Por Heli de Souza Maia
Os versos da canção sertaneja de Moacyr dos Santos e Lourival dos Santos vêm à mente diante de um episódio que chocou o país. A música fala de cavalos fortes, do vínculo entre homem e animal e do respeito que a natureza inspira:
“Eu ferrei o meu cavalo, que tem asas nas canelas.
Chamei o macho na espora, bem por baixo das costelas.
Mas, aqui no meu sertão, meu cavalo é absoluto.
Foi Deus, a natureza, que criou esse produto.”
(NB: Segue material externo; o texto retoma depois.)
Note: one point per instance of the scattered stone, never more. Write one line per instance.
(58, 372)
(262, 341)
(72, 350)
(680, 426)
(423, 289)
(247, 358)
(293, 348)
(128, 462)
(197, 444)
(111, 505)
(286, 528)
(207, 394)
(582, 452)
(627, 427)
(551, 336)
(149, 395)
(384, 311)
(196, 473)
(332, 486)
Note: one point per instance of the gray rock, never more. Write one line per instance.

Mas a realidade que se espalhou pelas redes sociais está distante da poesia. Um homem, identificado como “Boiadeiro”, monta um cavalo exausto. Depois de percorrer mais de quatorze quilômetros, o animal cai, incapaz de continuar, e sofre um ato de crueldade inimaginável.
O vídeo, gravado pelo próprio autor, mostra poças de sangue ao redor do cavalo, que ainda carrega sobre o dorso o peso da indiferença humana. O que começa como uma cavalgada termina em cena de horror, chocando qualquer pessoa sensível à dor alheia.
Em entrevista, o autor do ato disse:
“Não foi uma decisão. Foi um ato de transtorno. Em um momento embriagado, eu peguei e cortei por cortar. Foi um ato cruel. Estava com álcool no corpo. Não é culpa da bebida. É culpa minha. Eu reconheço os meus erros.”
“Cortei por cortar.” A frieza da frase sintetiza a crueldade do gesto, que desafia qualquer justificativa.
O “Boiadeiro” puniu o animal por não continuar a cavalgada e a pena foi além do olho por olho, dente por dente.
E agora? A Justiça também aplicará a pena de Talião? Jamais. Os tempos de Leviatã, da época em que Hobbes afirmava que o homem é o lobo do próprio homem ficou para trás. É a era do devido processo legal, do direito ao contraditório e da ampla defesa, mesmo que tudo esteja devidamente registrado em vídeo.
Do ponto de vista jurídico, o caso configura crime de maus-tratos a animais, previsto na Lei 9.605/98. A pena varia de três meses a um ano de detenção, podendo chegar a um ano e quatro meses se houver morte do animal. A pena não será capital, será branda. No máximo alguns meses.
Mais do que punição, o episódio exige reflexão ética. Animais são seres sencientes: sentem dor, prazer, medo e alegria. Como já questionava o filósofo utilitarista inglês, Jeremy Bentham, do século XVIII, a questão não é se podem raciocinar ou falar, mas se podem sofrer. Mahatma Gandhi reforçava que a grandeza de uma nação se mede pelo modo como trata seus animais.
No sertão, que tantas vezes inspirou versos sobre a liberdade dos cavalos, ecoa agora uma pergunta inquietante: até onde vai a responsabilidade humana? A indiferença e a crueldade têm um preço, e o sofrimento de um ser inocente não pode ser ignorado.
E, ao final, a música sertaneja que celebra a força e a beleza do cavalo parece um lamento silencioso diante da violência: a poesia do sertão confronta a brutalidade, lembrando que respeito e compaixão não são opcionais, mas essenciais.